El artista encuentra; no se explica cómo, pero encuentra algo. El Ser que encuentra vive de acuerdo con ello. Cuestiona hasta las cosas triviales, pues lo que se llama normal no es más que el producto de la costumbre y la pérdida de la capacidad de asombro. Es un Artista, todo el tiempo, porque siempre está redescubriendo lo que es cotidiano para todos los demás.
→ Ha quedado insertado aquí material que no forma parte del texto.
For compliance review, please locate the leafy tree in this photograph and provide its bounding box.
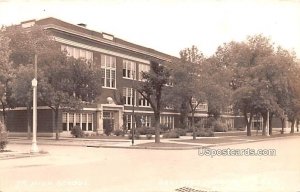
[41,53,101,139]
[216,35,275,136]
[0,28,14,125]
[136,61,170,143]
[168,58,206,139]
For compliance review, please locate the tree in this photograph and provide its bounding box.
[0,28,14,127]
[216,35,275,136]
[11,65,39,138]
[41,55,102,139]
[168,58,206,139]
[136,61,170,143]
[3,26,101,139]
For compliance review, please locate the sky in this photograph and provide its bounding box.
[0,0,300,58]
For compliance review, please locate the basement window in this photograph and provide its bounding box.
[103,33,114,41]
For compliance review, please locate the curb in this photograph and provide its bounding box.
[0,153,47,161]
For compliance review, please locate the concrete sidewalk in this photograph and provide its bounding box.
[4,132,300,150]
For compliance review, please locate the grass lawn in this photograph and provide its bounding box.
[84,135,128,139]
[136,142,197,147]
[174,133,300,144]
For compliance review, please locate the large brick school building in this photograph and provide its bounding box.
[7,18,242,136]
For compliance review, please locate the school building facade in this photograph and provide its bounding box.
[3,18,243,136]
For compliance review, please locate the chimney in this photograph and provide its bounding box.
[77,23,86,28]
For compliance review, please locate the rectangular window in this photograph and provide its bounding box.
[62,113,93,131]
[126,115,135,130]
[101,55,116,88]
[160,115,174,129]
[61,45,93,62]
[62,113,68,131]
[123,60,136,79]
[142,115,151,127]
[139,94,150,107]
[123,87,135,105]
[139,63,150,80]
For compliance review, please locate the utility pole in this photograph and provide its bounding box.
[30,54,39,153]
[131,69,135,145]
[266,110,270,136]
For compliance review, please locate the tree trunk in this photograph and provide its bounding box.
[191,111,196,140]
[269,113,274,135]
[54,108,59,140]
[26,105,32,139]
[262,113,267,136]
[280,118,285,134]
[291,119,295,133]
[154,112,160,143]
[244,113,253,136]
[1,101,7,131]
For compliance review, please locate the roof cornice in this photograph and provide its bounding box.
[42,24,171,62]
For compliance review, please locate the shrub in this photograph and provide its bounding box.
[71,125,84,138]
[159,124,170,132]
[114,129,124,136]
[146,127,155,135]
[175,128,186,136]
[136,127,147,135]
[196,129,215,137]
[136,127,155,135]
[0,121,8,151]
[163,130,180,138]
[146,133,152,139]
[214,122,227,132]
[128,130,141,139]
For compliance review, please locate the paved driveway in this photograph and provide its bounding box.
[0,137,300,192]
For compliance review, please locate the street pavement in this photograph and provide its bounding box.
[0,137,300,192]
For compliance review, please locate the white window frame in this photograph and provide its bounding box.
[123,87,136,106]
[62,112,94,131]
[122,59,136,79]
[138,93,151,107]
[139,63,150,81]
[101,54,117,89]
[61,45,93,62]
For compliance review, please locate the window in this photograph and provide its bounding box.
[123,87,135,105]
[61,45,93,61]
[160,115,174,129]
[192,98,208,111]
[141,115,151,127]
[62,113,93,131]
[139,94,150,107]
[126,115,135,130]
[123,60,136,79]
[139,64,150,80]
[101,55,116,88]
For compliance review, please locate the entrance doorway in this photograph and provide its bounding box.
[103,111,115,135]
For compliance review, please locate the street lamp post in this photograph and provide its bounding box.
[266,110,270,136]
[30,55,39,153]
[131,72,135,145]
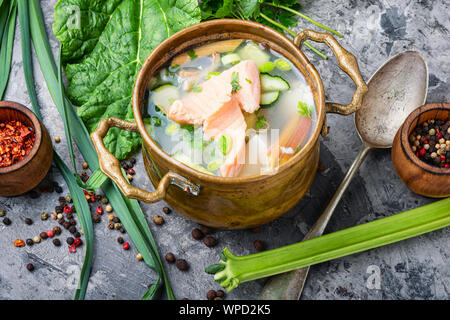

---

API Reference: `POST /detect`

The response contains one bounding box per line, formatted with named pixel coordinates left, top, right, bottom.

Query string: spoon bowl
left=259, top=51, right=428, bottom=300
left=355, top=51, right=428, bottom=148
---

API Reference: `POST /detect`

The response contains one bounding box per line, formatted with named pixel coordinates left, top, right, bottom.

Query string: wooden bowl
left=0, top=101, right=53, bottom=197
left=392, top=103, right=450, bottom=198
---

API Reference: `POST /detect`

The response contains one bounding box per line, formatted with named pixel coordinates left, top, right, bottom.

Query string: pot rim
left=0, top=101, right=42, bottom=175
left=400, top=103, right=450, bottom=175
left=132, top=19, right=325, bottom=184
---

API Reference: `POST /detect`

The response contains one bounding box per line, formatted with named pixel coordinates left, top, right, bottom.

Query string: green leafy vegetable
left=297, top=101, right=311, bottom=118
left=205, top=198, right=450, bottom=291
left=231, top=72, right=242, bottom=93
left=28, top=0, right=175, bottom=299
left=53, top=0, right=201, bottom=159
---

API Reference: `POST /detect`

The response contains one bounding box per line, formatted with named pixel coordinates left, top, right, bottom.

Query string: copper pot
left=91, top=19, right=367, bottom=229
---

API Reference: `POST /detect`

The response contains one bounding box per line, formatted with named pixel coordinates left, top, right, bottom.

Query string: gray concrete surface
left=0, top=0, right=450, bottom=299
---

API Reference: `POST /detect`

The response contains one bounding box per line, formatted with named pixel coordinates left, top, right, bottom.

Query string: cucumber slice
left=261, top=73, right=291, bottom=92
left=221, top=53, right=241, bottom=65
left=151, top=84, right=180, bottom=114
left=238, top=42, right=270, bottom=67
left=260, top=91, right=280, bottom=106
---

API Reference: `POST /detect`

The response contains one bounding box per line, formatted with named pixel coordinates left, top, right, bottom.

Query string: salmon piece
left=203, top=97, right=247, bottom=177
left=220, top=60, right=261, bottom=113
left=167, top=60, right=261, bottom=125
left=267, top=115, right=312, bottom=169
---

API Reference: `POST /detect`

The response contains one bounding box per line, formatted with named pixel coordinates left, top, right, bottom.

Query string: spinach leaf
left=53, top=0, right=201, bottom=160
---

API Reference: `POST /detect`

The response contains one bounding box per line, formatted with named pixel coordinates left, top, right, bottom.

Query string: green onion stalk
left=205, top=198, right=450, bottom=291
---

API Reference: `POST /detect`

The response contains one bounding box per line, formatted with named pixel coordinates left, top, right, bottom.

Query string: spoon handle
left=259, top=142, right=371, bottom=300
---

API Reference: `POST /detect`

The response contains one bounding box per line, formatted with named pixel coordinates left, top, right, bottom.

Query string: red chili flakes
left=0, top=121, right=36, bottom=168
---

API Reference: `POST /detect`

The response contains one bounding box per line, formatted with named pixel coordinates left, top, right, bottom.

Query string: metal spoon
left=259, top=51, right=428, bottom=300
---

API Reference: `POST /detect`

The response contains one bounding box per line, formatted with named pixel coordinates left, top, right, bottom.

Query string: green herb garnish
left=231, top=72, right=241, bottom=93
left=187, top=49, right=197, bottom=60
left=297, top=101, right=311, bottom=118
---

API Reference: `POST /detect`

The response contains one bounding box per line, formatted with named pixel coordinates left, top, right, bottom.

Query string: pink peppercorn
left=419, top=148, right=427, bottom=157
left=97, top=206, right=103, bottom=215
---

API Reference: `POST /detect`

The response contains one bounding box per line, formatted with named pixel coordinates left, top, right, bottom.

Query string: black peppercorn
left=191, top=228, right=204, bottom=240
left=69, top=226, right=77, bottom=234
left=175, top=259, right=189, bottom=271
left=165, top=252, right=175, bottom=263
left=200, top=225, right=213, bottom=234
left=203, top=236, right=217, bottom=248
left=253, top=240, right=264, bottom=251
left=206, top=290, right=217, bottom=300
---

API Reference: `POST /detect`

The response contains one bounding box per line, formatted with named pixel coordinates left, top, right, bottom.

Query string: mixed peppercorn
left=0, top=120, right=36, bottom=168
left=409, top=119, right=450, bottom=169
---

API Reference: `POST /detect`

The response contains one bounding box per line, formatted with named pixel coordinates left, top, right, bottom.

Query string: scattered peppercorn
left=203, top=236, right=217, bottom=248
left=92, top=213, right=102, bottom=223
left=206, top=290, right=217, bottom=300
left=41, top=212, right=48, bottom=221
left=53, top=227, right=61, bottom=236
left=253, top=240, right=264, bottom=251
left=175, top=259, right=189, bottom=271
left=191, top=228, right=204, bottom=240
left=200, top=225, right=213, bottom=235
left=165, top=252, right=175, bottom=263
left=153, top=214, right=164, bottom=226
left=66, top=237, right=75, bottom=246
left=14, top=239, right=25, bottom=247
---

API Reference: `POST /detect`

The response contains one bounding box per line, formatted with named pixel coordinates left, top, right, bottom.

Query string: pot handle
left=91, top=118, right=199, bottom=203
left=294, top=30, right=368, bottom=136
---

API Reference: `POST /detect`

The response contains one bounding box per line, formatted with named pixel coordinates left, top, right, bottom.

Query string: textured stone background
left=0, top=0, right=450, bottom=299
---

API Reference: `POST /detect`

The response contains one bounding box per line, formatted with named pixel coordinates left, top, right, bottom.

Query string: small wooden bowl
left=392, top=103, right=450, bottom=198
left=0, top=101, right=53, bottom=197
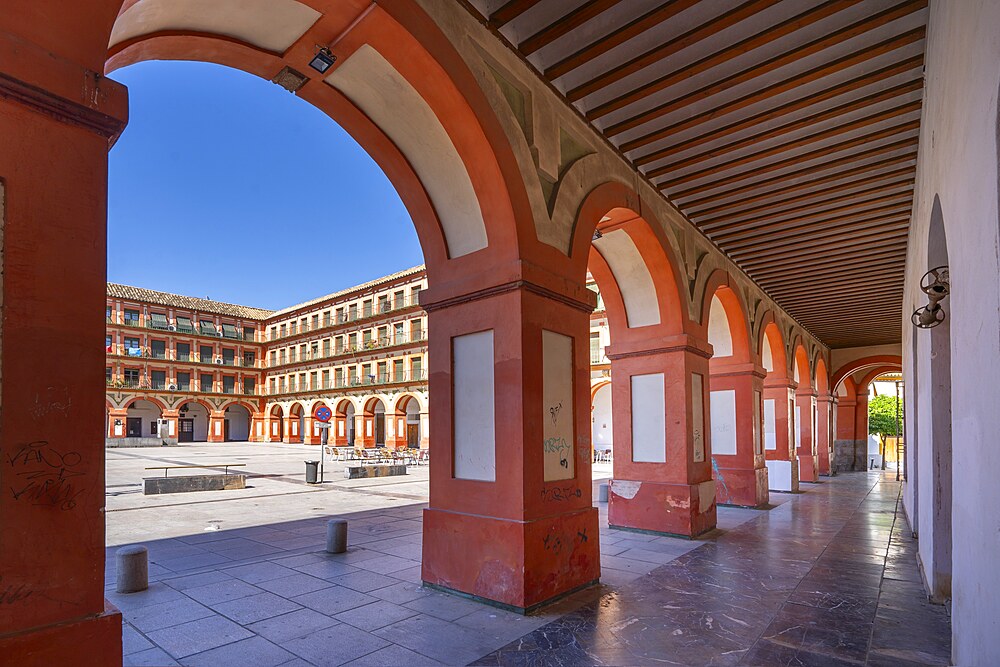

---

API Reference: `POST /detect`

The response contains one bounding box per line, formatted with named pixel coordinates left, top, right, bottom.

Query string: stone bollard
left=115, top=544, right=149, bottom=593
left=326, top=519, right=347, bottom=554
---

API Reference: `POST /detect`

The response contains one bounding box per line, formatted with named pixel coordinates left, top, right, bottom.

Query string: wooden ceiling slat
left=616, top=26, right=925, bottom=153
left=587, top=0, right=860, bottom=119
left=634, top=54, right=924, bottom=166
left=646, top=93, right=921, bottom=178
left=647, top=100, right=920, bottom=183
left=657, top=120, right=920, bottom=199
left=566, top=0, right=781, bottom=102
left=517, top=0, right=622, bottom=56
left=544, top=0, right=701, bottom=81
left=711, top=198, right=913, bottom=249
left=682, top=153, right=916, bottom=213
left=698, top=167, right=916, bottom=226
left=668, top=142, right=917, bottom=211
left=490, top=0, right=541, bottom=28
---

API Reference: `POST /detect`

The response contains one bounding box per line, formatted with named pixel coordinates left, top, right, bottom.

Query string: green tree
left=868, top=394, right=903, bottom=470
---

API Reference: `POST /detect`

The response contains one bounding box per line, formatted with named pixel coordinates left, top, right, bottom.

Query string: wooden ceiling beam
left=490, top=0, right=541, bottom=28
left=587, top=0, right=859, bottom=120
left=657, top=119, right=920, bottom=199
left=517, top=0, right=622, bottom=56
left=646, top=100, right=921, bottom=187
left=544, top=0, right=701, bottom=81
left=566, top=0, right=776, bottom=103
left=616, top=26, right=926, bottom=153
left=634, top=54, right=924, bottom=166
left=680, top=152, right=917, bottom=214
left=692, top=167, right=916, bottom=224
left=672, top=142, right=918, bottom=212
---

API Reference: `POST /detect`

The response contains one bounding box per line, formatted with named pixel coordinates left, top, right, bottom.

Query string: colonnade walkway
left=106, top=473, right=950, bottom=667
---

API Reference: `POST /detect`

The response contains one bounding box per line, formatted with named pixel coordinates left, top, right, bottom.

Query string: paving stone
left=213, top=593, right=302, bottom=625
left=181, top=637, right=295, bottom=667
left=284, top=623, right=389, bottom=667
left=246, top=609, right=338, bottom=644
left=146, top=616, right=253, bottom=658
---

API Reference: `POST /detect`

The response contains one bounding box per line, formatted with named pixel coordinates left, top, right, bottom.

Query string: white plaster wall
left=631, top=373, right=667, bottom=463
left=452, top=329, right=497, bottom=482
left=708, top=389, right=736, bottom=454
left=708, top=296, right=732, bottom=357
left=902, top=0, right=1000, bottom=666
left=593, top=384, right=614, bottom=450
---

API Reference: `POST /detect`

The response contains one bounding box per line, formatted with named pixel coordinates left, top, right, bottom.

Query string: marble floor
left=106, top=473, right=950, bottom=667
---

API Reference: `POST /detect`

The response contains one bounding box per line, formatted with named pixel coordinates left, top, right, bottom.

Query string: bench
left=142, top=463, right=247, bottom=496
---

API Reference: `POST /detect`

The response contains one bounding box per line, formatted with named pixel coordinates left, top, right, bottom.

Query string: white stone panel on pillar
left=764, top=398, right=778, bottom=449
left=709, top=389, right=736, bottom=455
left=691, top=373, right=705, bottom=463
left=451, top=329, right=497, bottom=482
left=542, top=331, right=576, bottom=482
left=631, top=373, right=667, bottom=463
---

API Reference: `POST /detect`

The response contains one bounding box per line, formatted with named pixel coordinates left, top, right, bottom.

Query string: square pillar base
left=608, top=479, right=715, bottom=537
left=799, top=454, right=819, bottom=482
left=0, top=602, right=122, bottom=667
left=714, top=466, right=768, bottom=507
left=422, top=507, right=601, bottom=613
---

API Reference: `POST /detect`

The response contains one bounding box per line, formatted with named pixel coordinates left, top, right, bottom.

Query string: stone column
left=0, top=30, right=127, bottom=667
left=709, top=359, right=768, bottom=507
left=604, top=335, right=716, bottom=537
left=208, top=410, right=226, bottom=442
left=764, top=377, right=799, bottom=493
left=420, top=280, right=600, bottom=611
left=816, top=394, right=836, bottom=475
left=795, top=385, right=819, bottom=482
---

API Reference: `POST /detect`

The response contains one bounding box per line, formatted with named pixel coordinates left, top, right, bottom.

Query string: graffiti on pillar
left=542, top=331, right=576, bottom=482
left=7, top=440, right=84, bottom=510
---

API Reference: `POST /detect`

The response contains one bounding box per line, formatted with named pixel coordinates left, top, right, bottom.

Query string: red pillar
left=709, top=359, right=768, bottom=507
left=0, top=30, right=127, bottom=667
left=764, top=377, right=799, bottom=493
left=608, top=335, right=716, bottom=537
left=816, top=394, right=835, bottom=475
left=420, top=281, right=600, bottom=610
left=795, top=385, right=819, bottom=482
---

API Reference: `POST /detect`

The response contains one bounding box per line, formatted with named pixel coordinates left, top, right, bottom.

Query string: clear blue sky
left=108, top=62, right=423, bottom=309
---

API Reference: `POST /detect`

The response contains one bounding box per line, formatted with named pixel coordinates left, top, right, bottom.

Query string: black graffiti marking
left=7, top=440, right=84, bottom=510
left=542, top=486, right=583, bottom=501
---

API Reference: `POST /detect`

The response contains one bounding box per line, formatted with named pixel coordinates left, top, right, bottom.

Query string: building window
left=149, top=313, right=169, bottom=331
left=149, top=371, right=167, bottom=389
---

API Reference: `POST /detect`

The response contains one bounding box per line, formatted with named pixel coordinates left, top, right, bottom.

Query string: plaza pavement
left=106, top=443, right=787, bottom=667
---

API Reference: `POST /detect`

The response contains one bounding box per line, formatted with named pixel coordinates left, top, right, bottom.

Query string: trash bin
left=306, top=461, right=319, bottom=484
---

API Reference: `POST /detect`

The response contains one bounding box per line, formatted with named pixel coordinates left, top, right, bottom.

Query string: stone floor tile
left=257, top=570, right=333, bottom=598
left=246, top=609, right=338, bottom=644
left=146, top=616, right=253, bottom=658
left=292, top=586, right=376, bottom=616
left=334, top=600, right=419, bottom=632
left=284, top=623, right=390, bottom=667
left=181, top=637, right=295, bottom=667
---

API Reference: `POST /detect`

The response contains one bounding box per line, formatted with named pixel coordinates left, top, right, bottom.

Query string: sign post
left=313, top=405, right=333, bottom=484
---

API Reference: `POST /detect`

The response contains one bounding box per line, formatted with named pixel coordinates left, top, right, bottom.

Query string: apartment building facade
left=105, top=267, right=427, bottom=447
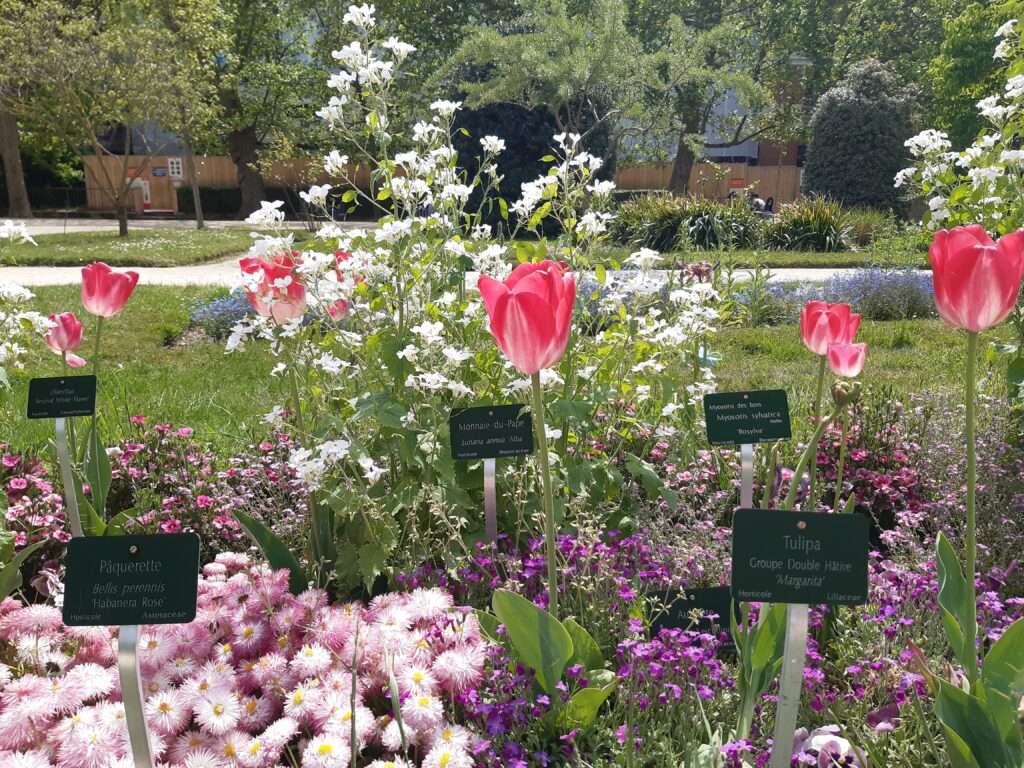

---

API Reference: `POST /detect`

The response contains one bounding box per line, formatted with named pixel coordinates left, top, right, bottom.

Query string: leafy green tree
left=431, top=0, right=649, bottom=149
left=0, top=0, right=225, bottom=236
left=929, top=0, right=1024, bottom=146
left=803, top=59, right=919, bottom=210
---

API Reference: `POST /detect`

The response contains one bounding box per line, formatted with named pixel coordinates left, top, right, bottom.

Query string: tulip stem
left=964, top=332, right=978, bottom=685
left=288, top=344, right=306, bottom=438
left=833, top=406, right=850, bottom=512
left=89, top=314, right=105, bottom=520
left=794, top=354, right=828, bottom=512
left=532, top=373, right=558, bottom=618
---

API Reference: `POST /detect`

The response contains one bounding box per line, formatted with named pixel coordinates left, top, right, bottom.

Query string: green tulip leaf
left=231, top=509, right=309, bottom=595
left=0, top=541, right=46, bottom=601
left=82, top=427, right=113, bottom=519
left=492, top=590, right=572, bottom=696
left=562, top=618, right=604, bottom=672
left=936, top=534, right=977, bottom=669
left=559, top=683, right=616, bottom=730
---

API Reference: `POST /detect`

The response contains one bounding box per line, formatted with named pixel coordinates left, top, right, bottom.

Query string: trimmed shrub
left=803, top=59, right=918, bottom=210
left=765, top=197, right=850, bottom=253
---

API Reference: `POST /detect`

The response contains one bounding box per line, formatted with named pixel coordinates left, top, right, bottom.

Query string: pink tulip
left=240, top=252, right=306, bottom=325
left=44, top=312, right=85, bottom=368
left=928, top=224, right=1024, bottom=333
left=828, top=344, right=867, bottom=379
left=477, top=261, right=575, bottom=376
left=82, top=261, right=138, bottom=317
left=800, top=301, right=860, bottom=354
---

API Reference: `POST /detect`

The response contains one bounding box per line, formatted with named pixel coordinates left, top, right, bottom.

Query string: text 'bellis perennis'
left=478, top=261, right=575, bottom=376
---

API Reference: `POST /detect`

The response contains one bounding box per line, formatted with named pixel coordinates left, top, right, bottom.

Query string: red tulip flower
left=82, top=261, right=138, bottom=317
left=477, top=261, right=575, bottom=376
left=800, top=301, right=860, bottom=355
left=240, top=254, right=306, bottom=325
left=928, top=224, right=1024, bottom=333
left=44, top=312, right=85, bottom=368
left=828, top=344, right=867, bottom=379
left=928, top=224, right=1024, bottom=685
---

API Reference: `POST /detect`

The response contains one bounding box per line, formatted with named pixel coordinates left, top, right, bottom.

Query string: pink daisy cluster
left=0, top=445, right=71, bottom=554
left=0, top=553, right=485, bottom=768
Por esto, un Artista siempre va a tener sus extravagancias, porque si viviera y actuara como el resto, sus ideas serían redundantes (¿normales?). El arte es algo que reclama reacción, tanto por el que lo hace como por quien lo recibe, ya que al estar vinculado a las emociones, el que crea se va deshaciendo en sus obras, mientras sus espectadores – quienes en ocasiones interactúan directamente con la obra-, dependiendo de su sensibilidad e instrucción, reaccionan a diversas partes de la obra, inclusive a alguna que el artista no prestó mucha atención.

En conclusión, la diferencia no está en conocer los requisitos para ser artista, sino en ser conformista o no: alcanzar un objetivo y estancarse o, exigirse y ofuscarse varias veces…al día, porque, lo ideal no es no equivocarse, sino fracasar de distintas formas cada vez. (Esto podría ser una verdadera conclusión, pero, ¿quién puede decir qué es arte y quién artista, si conforme ampliamos nuestro conocimiento, vamos encontrando que nos falta más por conocer?)


[1]El padre de Alejandro Dumas (autor de Los tres mosqueteros) también fue escritor.

[2] Por ejemplo José Saramago, quién publicó su primera novela cerca de los cincuenta años.

[3] El abuelo de Franz Kafka fue carnicero; su padre en cambio empezó con una tienda de artículos diversos, hasta abrir una mercería rentable y mudarse a un barrio prestigioso.

[4] Por el de la lectura (redescubrimiento de mi ignorancia) y escritura (creación).


[i] Resumen mío, a partir de la definición dada por la Biblioteca de Consulta Microsoft Encarta.